教皇フランシスコ、2020年9月6日「お告げの祈り」でのことば

親愛なる兄弟姉妹の皆さん、こんにちは。

 今日の福音朗読(マタイ18・15-20参照)は、「共同体」あるいは「教会」に関する説教として知られる、マタイによる福音書の中のイエスの四つめの説教です。この箇所は、兄弟間の忠告について語っており、キリスト者のあり方の二つの側面について考えるよう招いています。つまり、交わりを守るという、教会の一致を求める共同体としての一面と、各個人の意識に目を向け、それを大切にするという個人的な一面です。

 過ちを犯した兄弟に忠告するにあたり、イエスは、相手を立ち直らせる方法を示しておられます。イエスの教え方はつねに、相手を立ち直らせるものです。イエスはつねに相手を回復させ、救おうとしておられます。この教えは三つの部分に分けて述べられています。最初に、「二人だけのところで忠告しなさい」(15節)、つまりその過ちを公にしてはならないと言っています。それは、慎重さをもって兄弟姉妹のもとに行くこと、そして相手を裁くのではなく、相手が自分の行いに気づけるよう助けるということです。わたしたちは何度、こうした体験をしたことでしょう。だれかがやって来てこう言います。「このことについて、あなたは間違っているので、少し直したほうがよいでしょう。」おそらく、最初は憤りますが、その後で感謝するでしょう。それは兄弟愛、交わり、支え、そして回復のわざだからです。

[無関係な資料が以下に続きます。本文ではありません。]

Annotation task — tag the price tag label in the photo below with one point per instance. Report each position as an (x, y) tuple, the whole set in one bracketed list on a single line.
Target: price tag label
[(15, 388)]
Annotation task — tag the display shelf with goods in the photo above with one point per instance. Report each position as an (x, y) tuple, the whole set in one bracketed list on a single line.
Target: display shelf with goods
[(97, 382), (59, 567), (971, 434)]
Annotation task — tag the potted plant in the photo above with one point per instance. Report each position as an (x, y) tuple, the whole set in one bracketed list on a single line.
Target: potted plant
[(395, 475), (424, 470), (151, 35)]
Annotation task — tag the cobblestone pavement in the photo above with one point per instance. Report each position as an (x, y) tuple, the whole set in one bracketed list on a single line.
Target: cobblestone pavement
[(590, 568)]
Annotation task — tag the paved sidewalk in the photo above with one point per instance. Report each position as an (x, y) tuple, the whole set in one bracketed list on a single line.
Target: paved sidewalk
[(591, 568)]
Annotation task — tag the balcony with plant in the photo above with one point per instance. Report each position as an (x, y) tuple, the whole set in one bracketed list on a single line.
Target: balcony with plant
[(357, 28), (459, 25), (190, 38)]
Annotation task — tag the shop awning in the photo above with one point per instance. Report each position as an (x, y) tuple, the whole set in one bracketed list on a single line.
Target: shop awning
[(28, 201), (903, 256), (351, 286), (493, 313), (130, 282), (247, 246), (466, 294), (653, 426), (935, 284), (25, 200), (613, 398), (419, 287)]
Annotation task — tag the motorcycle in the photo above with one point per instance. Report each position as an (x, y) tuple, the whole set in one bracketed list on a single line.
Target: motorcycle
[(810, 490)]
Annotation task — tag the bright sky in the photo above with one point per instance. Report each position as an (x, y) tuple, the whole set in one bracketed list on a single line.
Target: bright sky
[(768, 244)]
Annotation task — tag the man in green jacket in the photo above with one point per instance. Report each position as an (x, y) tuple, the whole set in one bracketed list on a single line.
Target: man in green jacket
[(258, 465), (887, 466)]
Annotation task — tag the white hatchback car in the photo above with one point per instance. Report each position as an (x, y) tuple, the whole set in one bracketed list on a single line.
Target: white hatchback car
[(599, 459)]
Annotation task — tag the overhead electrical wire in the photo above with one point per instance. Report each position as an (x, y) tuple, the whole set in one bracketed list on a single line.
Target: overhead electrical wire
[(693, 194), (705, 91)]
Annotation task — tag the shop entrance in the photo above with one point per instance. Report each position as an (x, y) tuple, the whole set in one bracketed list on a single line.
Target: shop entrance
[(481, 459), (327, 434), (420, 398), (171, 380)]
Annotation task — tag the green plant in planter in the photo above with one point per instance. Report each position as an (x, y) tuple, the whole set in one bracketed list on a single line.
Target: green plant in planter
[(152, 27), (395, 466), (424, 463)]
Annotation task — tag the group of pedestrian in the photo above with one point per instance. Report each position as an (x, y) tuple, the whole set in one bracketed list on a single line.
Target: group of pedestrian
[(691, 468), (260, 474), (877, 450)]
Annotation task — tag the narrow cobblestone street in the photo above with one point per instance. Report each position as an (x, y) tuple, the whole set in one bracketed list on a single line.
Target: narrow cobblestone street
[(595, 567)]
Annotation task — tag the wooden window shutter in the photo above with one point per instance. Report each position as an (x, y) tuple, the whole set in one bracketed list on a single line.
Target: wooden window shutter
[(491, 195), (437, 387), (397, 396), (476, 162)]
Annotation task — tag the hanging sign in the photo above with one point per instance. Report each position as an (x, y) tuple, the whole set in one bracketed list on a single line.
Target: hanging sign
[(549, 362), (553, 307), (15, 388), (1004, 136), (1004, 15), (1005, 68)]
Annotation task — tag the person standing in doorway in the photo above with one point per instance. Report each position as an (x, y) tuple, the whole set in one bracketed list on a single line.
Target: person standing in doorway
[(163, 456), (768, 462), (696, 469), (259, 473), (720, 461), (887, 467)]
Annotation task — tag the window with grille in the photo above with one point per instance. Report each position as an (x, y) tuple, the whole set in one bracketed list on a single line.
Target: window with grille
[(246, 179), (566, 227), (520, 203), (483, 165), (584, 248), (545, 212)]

 このイエスの教えを実践するのは、さまざまな理由により、容易ではありません。相手である兄弟姉妹が反発し、相手との信頼関係が損なわれるのではないかという恐れが生じます。その他にもさまざまな理由があります。しかし、忠告するたびに、それはまさしく主の道であると、わたしたちは実感するのです。

 しかし、たとえ善意で行われていても、最初の忠告が通じない場合があります。その場合、あきらめて、「わたしはもうかかわらないから、お好きなように」と言ってはなりません。それはキリスト者らしくない行いです。あきらめずに、他の兄弟姉妹に助けを求めてください。イエスは言っておられます。「聞き入れなければ、ほかに一人か二人、一緒に連れて行きなさい。すべてのことが、二人または三人の証人の口によって確定されるようになるためである」(16節)。これはモーセのおきてで定められていることです(申命記19・15参照)。このことは忠告される側に不利に思えますが、実は偽証者から相手を守る助けとなっています。イエスはさらに言っておられます。その二人の証人は、相手を告発したり裁いたりするのではなく、助けなければなりません。「あなたとわたしで協力しましょう。過ちを犯し、良くない状態になっているあの人に語りかけに行きましょう。兄弟姉妹として話しに行きましょう。」これこそが、イエスがわたしたちに求めておられる、相手を立ち直らせる姿勢です。イエスは実に、この方法――証人を伴う第二の方法――さえ通じない場合があると説いておられます。それは二人か三人の証人がいれば立証するのに十分であるというモーセのおきてとは異なります。

 相手の心がかたくなで、二人以上の兄弟姉妹の愛だけでは不十分な場合もあります。その場合には、共同体に、「教会に申し出なさい」(17節)と、イエスは付け加えておられます。状況によっては共同体全体がかかわります。他の兄弟姉妹が無関心なままでいてはいけないことがあります。その人を立ち直らせるには、より大きな愛が必要なのです。しかしそれでも不十分な場合があります。イエスは言っておられます。「教会の言うことも聞き入れないなら、その人を異邦人か徴税人と同様に見なしなさい」(同)。厳しく聞こえるこのことばは、実は、その兄弟姉妹を神の手にゆだねるよう呼びかけています。兄弟姉妹全体の愛を合わせたよりも大きな愛を示すことがおできになるのは、神おひとりなのです。

 このイエスの教えは、わたしたちにとって、大きな助けとなります。なぜなら、――例を挙げれば――兄弟姉妹が失敗したり、何かをし忘れたり、転んだりするのを見ると、往々にして、そのことを他の人に伝えに行きます。うわさ話をするのです。うわさ話は、共同体に向けて人の心を閉ざさせ、教会の一致を妨げます。うわさをする人の代表は悪魔です。悪魔は人の悪口を言いふらします。教会を分裂させ、兄弟姉妹を引き離し、共同体を築けないようにする嘘つきだからです。兄弟姉妹の皆さん、どうかうわさ話をしないでください。うわさ話は新型コロナウイルス感染症よりも醜悪な病です。うわさ話をしないよう努めましょう。イエスの愛は、徴税人や異邦人を受け入れましたが、当時の人々はそれを非常識だと思いました。しかし、それは、申し立てもできずに裁かれるというのではなく、むしろ、人間はときに過ちを犯すこと、そして神の前に出ることによってのみ、その人は自分の良心とその行いの責任に向き合うことができるということの確認なのです。もし思うように事が進まなければ、うわさをするのではなく、過ちを犯したその兄弟姉妹のために沈黙のうちに祈ってください。

 兄弟姉妹間の忠告を正しく行うことができるよう、おとめマリアがわたしたちを助けてくださいますように。そうすれば、相互のゆるしと、神のいつくしみの揺るぎない力によって、わたしたちの共同体に、これまでにない新しい兄弟姉妹関係が生まれるでしょう。